The title alone ought to be enough to suggest the daunting scope of Mark Prendergast's exploration of sound in the 20th Century. Prendergast argues that an "Ambient" tendency links together most of the musical output of the century, from Debussy to Derrick May and beyond. Rather than a single narrative, The Ambient Century is pieced together out of biographical segments and overviews of genres. And he squeezes it all in, beginning with the electronic pioneers (Theremin, Stockhausen, Subotnick) moving through Minimalism, "Ambience in the Rock Era" (encompassing the Beach Boys and the Stones but also the Dead, Krautrock, New Wave and even Enya), and ending with 100 pages on house, techno, and the broader scope of popular electronic music.
While the earlier chapters may provide interesting background for readers interested in the 20th Century avant garde, the book ultimately proves a disappointment. For anyone immersed in house, techno, drum'n'bass, or any other form of contemporary electronic music - commercial or experimental - the reading seems cursory at best. Prendergast sticks to the big names - in drum'n'bass, for instance, he dwells on Goldie and LTJ Bukem, ignoring less famous originators and more recent developments. To devote a page to DJ Rap at the expense of more influential producers seems short-sighted at best. House and techno are both treated as dead genres, barely breaking out of the historical contexts (early 90s Chicago and Detroit) with which they're associated, and with little insight into the subsequent fragmentation of genres and subgenres. (His earlier chapters, while more informed, suffer from similar flaws - Subotnick's entry barely hints at the philosophy behind the composer's music; La Monte Young's follows the official Youngian party line in casting Tony Conrad as bit player).

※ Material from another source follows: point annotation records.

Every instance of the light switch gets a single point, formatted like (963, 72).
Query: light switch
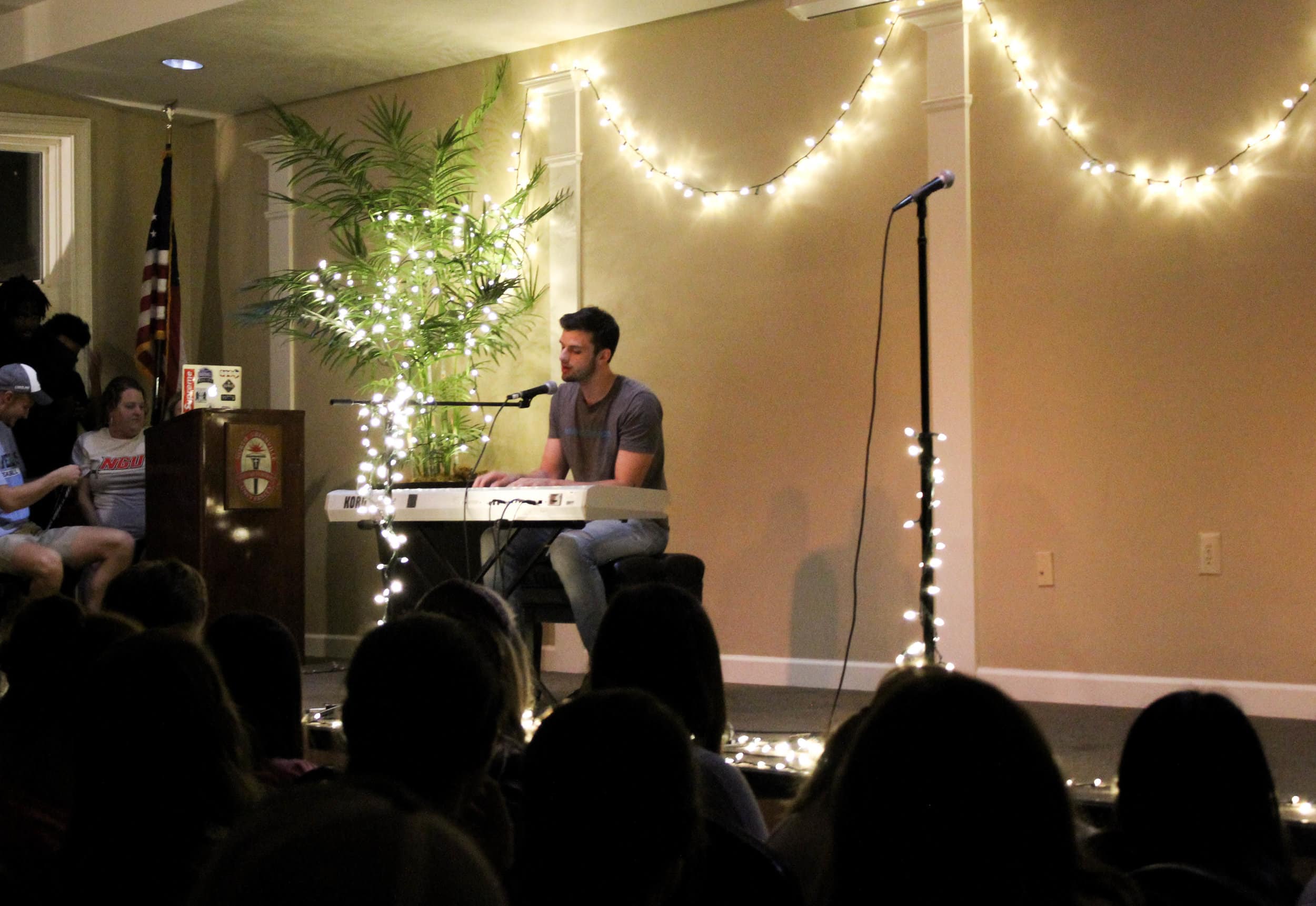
(1045, 569)
(1209, 553)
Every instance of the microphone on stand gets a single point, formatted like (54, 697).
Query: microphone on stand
(944, 180)
(548, 387)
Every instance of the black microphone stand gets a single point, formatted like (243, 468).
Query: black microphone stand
(927, 605)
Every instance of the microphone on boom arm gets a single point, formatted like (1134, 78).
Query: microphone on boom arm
(944, 180)
(545, 389)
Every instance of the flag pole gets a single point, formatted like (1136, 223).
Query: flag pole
(158, 401)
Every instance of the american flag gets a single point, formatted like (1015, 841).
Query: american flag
(159, 326)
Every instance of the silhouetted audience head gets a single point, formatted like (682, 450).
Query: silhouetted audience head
(23, 305)
(45, 658)
(51, 645)
(165, 771)
(423, 708)
(161, 594)
(659, 638)
(1195, 788)
(261, 666)
(611, 776)
(904, 818)
(485, 611)
(338, 846)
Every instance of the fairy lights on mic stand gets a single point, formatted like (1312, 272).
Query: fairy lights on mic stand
(1099, 166)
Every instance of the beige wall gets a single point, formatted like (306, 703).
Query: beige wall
(754, 324)
(127, 148)
(1143, 368)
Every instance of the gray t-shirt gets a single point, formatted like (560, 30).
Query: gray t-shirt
(11, 473)
(630, 418)
(117, 479)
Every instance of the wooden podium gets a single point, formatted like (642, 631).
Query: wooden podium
(224, 494)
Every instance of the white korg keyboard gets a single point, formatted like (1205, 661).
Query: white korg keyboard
(560, 503)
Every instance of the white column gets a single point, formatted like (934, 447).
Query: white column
(280, 219)
(561, 95)
(951, 313)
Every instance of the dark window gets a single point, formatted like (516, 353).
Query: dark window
(20, 222)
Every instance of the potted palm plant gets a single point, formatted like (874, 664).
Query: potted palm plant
(428, 285)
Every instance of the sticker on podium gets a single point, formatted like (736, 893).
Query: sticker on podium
(254, 468)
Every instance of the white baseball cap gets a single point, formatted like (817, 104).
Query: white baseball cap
(23, 380)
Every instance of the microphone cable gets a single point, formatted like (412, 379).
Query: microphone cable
(466, 494)
(864, 495)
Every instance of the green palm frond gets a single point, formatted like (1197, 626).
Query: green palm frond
(428, 285)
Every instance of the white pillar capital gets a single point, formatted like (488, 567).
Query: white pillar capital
(278, 215)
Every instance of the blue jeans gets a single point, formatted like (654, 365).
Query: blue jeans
(575, 555)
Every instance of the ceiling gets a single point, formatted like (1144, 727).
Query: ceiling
(257, 52)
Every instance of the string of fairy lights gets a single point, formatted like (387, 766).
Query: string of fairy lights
(395, 413)
(916, 653)
(645, 157)
(645, 154)
(1099, 166)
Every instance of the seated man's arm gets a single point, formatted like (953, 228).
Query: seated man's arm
(553, 469)
(631, 469)
(86, 505)
(28, 493)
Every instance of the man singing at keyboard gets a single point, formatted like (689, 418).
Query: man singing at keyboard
(606, 430)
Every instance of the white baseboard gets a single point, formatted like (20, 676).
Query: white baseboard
(762, 671)
(566, 653)
(1261, 700)
(331, 645)
(566, 656)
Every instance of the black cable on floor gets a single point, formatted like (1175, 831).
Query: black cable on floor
(864, 495)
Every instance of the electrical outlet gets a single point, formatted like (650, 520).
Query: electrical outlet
(1045, 569)
(1209, 553)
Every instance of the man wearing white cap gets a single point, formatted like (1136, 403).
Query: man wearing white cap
(33, 551)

Ultimately, even greater methodological flaws mar Prendergast's account. His valorization of individual auteurs ignores the labels which often did as much, if not more, to further the development of particular sounds. He suffers from a lack of fact-checking. His historicism is simplistic at best - his treatment of the Compact Disc seems cribbed straight from a Philips corporate backgrounder, emphasizing the format's alleged superiority with little heed for its drawbacks, ignoring the corporate strongarm strategies (like price-fixing) that led to its dominance, and falling back on utopian pronouncements akin to a kind of digital "end-of-history." Sure, after the advent of the CD "there was just more music around for everybody," but how much is this due to the medium - and how much to the majors' aggressive marketing and enforced obsolescence of vinyl? Where Simon Reynolds has developed a complex (if controversial) linkage between drug consumption and music production, Prendergast - without citing him - falls back on a simplistic determinism, resulting in statements like "Trip-Hop was the product of post-club marijuana consumption." And he suffers from the habit of capitalizing neologized non-genres like "Trip Jazz," as if to grant them legitimacy.
Finally, Prendergast's very thesis is barely spelled out. Presumably, his concept of the Ambient refers to the ascendancy of sound-for-sound's-sake in the 20th Century. He probably has something in this, but without a more rigorous examination of the technological, sociological, economic and above all formal aspects linking, say, John Cage, the Beach Boys, King Tubby, and Aphex Twin, his book remains a collection of half-developed snapshots.